Twenty years after what he and his supporters say was a false confession, Daniel Villegas is free.
"I never thought this day would come. Thank God," Villegas said after being released on Tuesday, according to the El Paso Times.
The paper has more on how Villegas was put in prison nearly two decades ago:
Villegas was sentenced to life in prison in 1995 for the shooting deaths of teens Armando "Mando" Lazo and Robert England. He was 16 at the time of the killings and initially confessed to them, but since then he has claimed his confession was coerced by then-El Paso police Detective Al Marquez, who allegedly threatened Villegas.

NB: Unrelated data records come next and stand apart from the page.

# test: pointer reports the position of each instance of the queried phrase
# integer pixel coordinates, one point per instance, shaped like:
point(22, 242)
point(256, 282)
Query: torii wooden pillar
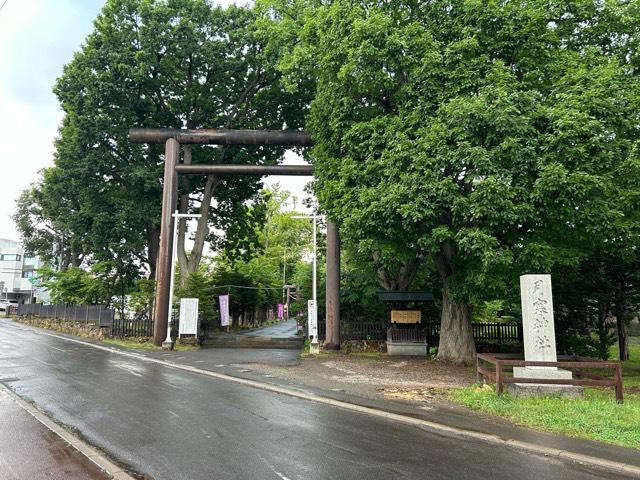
point(173, 138)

Villegas was released on a $50,000 bond while a district attorney decides whether to pursue a new trial.
The Los Angeles Times reports that an appellate court vacated the conviction in December.
Villegas has said his confession was coerced by police who told him he would be raped in prison if he didn't admit to the crime.
His confession constituted much of the state's case against Villegas, "which did not match the facts of the case in numerous ways," the Times reports.
QuestForJustice.net, a site set up in support of Villegas, details some of the problems in the state's case:
This was a double murder that was completely lacking in any evidence. Four other minors confessed to the same crime. No murder weapon was ever found. No vehicle was ever identified. There was no description of a perpetrator from eyewitnesses. No forensic evidence was ever found that linked any possible perpetrator to the crime. Witness statements did not match. Physical evidence was nonexistent. The only proof was this particular confession from a boy who claimed he was coerced.
The site also points to a study that looked at 328 wrongful convictions in the U.S. and found that forty-four percent of juveniles provided a false confession, compared to 13 percent of adults.